Surg-SegFormer: A Dual Transformer-Based Model for Holistic Surgical Scene Segmentation
Journal:
arXiv
Published Date:
Jul 6, 2025
Abstract
Holistic surgical scene segmentation in robot-assisted surgery (RAS) enables
surgical residents to identify various anatomical tissues, articulated tools,
and critical structures, such as veins and vessels. Given the firm
intraoperative time constraints, it is challenging for surgeons to provide
detailed real-time explanations of the operative field for trainees. This
challenge is compounded by the scarcity of expert surgeons relative to
trainees, making the unambiguous delineation of go- and no-go zones
inconvenient. Therefore, high-performance semantic segmentation models offer a
solution by providing clear postoperative analyses of surgical procedures.
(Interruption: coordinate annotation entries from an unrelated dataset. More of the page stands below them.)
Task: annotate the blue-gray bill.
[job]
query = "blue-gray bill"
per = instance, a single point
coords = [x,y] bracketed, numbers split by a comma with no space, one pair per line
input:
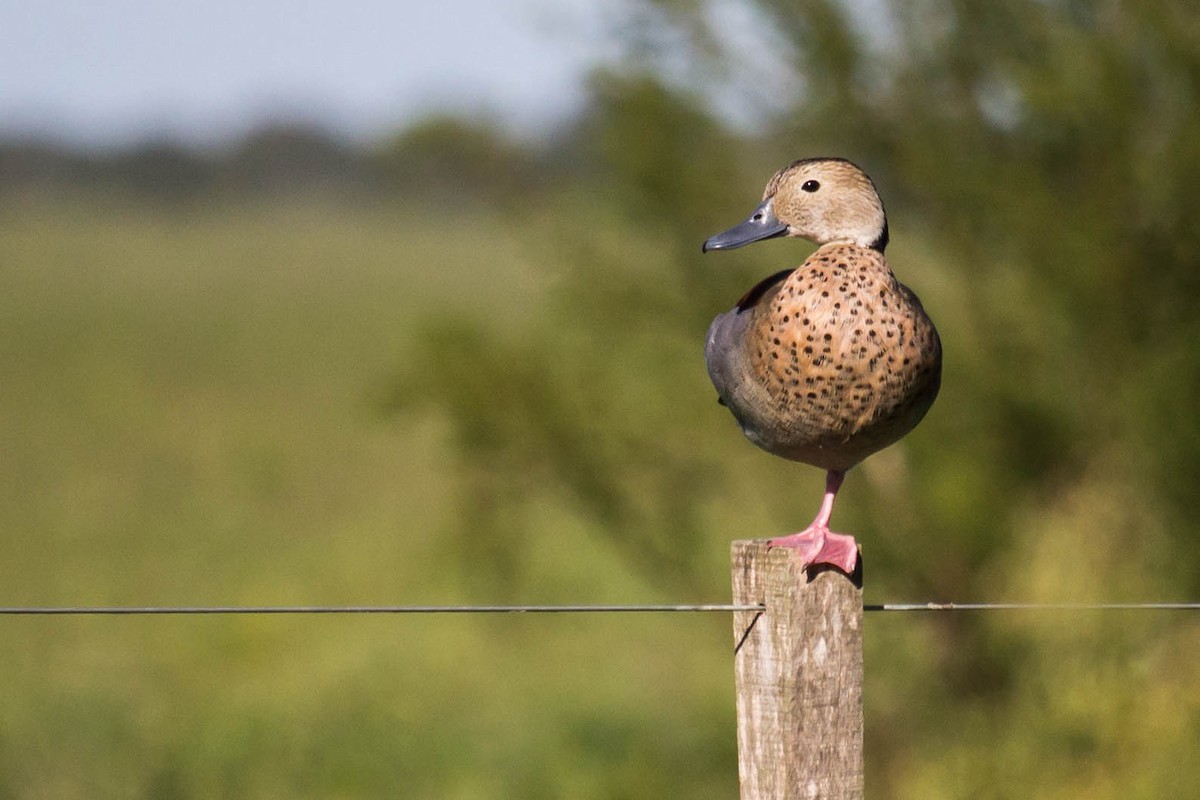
[762,224]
However, recent advanced segmentation models rely on user-generated prompts,
rendering them impractical for lengthy surgical videos that commonly exceed an
hour. To address this challenge, we introduce Surg-SegFormer, a novel
prompt-free model that outperforms current state-of-the-art techniques.
Surg-SegFormer attained a mean Intersection over Union (mIoU) of 0.80 on the
EndoVis2018 dataset and 0.54 on the EndoVis2017 dataset. By providing robust
and automated surgical scene comprehension, this model significantly reduces
the tutoring burden on expert surgeons, empowering residents to independently
and effectively understand complex surgical environments.